Sous la lumière des néons kitch du Florida Palace, les derniers irréductibles bavardent encore. Quelques mines inquiètes apparaissent à la lueur des smartphones qui apportent des nouvelles d’une fusillade à Paris. Quelle partie de la soirée aura le plus d’influence sur leurs votes ?

florida palaceLe Florida Palace ferme ses portes. (LC)
 3 questions à Gaël Brustier

Estrosi « n’a rien à gagner de ce côté-là »

Gaël Brustier est politiste au sein de la Fondation Jean-Jaurès. Il a publié «Le Mai 68 conservateur – Que restera-t-il de la Manif pour tous?» (éditions du Cerf, 2014). Pour lui l’absence de Christian Estrosi tient plus du choix tactique que de l’incompatibilité d’agenda.

Pourquoi, selon vous, le candidat Les Républicains Christian Estrosi ne trouve-t-il pas nécessaire de rencontrer la Manif pour Tous ?

Vu l’avance prise par Marion Maréchal-Le Pen dans les milieux catholiques de la région, il n’a rien à gagner de ce côté-là. Un politique comme Estrosi n’a aucun intérêt à aller faire quelques annonces chocs qui pourraient froisser son électorat niçois bien acquis, qui est très à droite sur les questions économiques par exemple, mais plus ouvert sur les questions de société.

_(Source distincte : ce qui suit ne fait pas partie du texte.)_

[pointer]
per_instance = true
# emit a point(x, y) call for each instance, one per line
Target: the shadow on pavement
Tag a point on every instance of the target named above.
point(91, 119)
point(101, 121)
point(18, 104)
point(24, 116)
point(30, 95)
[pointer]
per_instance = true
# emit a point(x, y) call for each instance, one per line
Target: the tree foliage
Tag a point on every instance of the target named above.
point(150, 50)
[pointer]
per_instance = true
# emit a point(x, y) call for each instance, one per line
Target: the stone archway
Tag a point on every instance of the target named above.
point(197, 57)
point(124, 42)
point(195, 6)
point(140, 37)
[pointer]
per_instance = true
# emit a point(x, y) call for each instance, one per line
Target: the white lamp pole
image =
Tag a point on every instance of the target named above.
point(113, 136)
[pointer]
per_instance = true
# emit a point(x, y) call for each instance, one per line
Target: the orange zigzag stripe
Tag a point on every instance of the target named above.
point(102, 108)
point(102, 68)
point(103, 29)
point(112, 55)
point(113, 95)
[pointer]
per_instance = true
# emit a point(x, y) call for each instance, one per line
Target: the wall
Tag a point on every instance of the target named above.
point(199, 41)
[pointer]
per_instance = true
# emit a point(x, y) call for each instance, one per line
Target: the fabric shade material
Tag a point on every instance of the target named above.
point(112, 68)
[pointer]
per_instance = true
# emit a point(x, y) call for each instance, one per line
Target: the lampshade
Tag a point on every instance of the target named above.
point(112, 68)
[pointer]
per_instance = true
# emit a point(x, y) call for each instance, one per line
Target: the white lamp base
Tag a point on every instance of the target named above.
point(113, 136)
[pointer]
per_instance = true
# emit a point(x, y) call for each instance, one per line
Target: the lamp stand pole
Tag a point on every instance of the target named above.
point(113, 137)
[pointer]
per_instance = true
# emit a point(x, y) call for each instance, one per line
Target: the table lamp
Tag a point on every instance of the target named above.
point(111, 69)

En quoi cette situation est-elle propre à la région PACA ?

Certains au FN voient une opportunité dans ce mouvement, et il est sûr qu’en PACA, Marion Maréchal a su séduire un électorat nouveau, notamment auprès de la jeunesse catholique. Son invitation à l’université d’été de la Sainte Baume en août lui a ouvert beaucoup de portes. Elle est l’une des rares figures politiques locales à s’être fait le fer de lance de la Manif. Elle a su attirer la frange la plus dure et elle a envoyé les bons signaux. La ligne qu’elle suit est très différente de celle de sa tante, que je qualifie d’hédoniste-libérale. Marion Maréchal bâtit son électorat sur un axe droitier et sécuritaire.

Frigide Barjot parle de récupération du mouvement par le Front national, partagez-vous son analyse ?

Sa théorie est partagée par d’autres analystes qui pensent que la Manif compte se “vendre” au FN pour 2017. Je n’en suis pas sûr. Ludovine de la Rochère n’a pas d’affinité particulière avec le Front, c’est une catholique de droite, certes, mais elle ne partage pas les même réseaux que le FN d’hier ou d’aujourd’hui. Désormais, la Manif se considère comme un lobby et fait tomber les barrières à droite.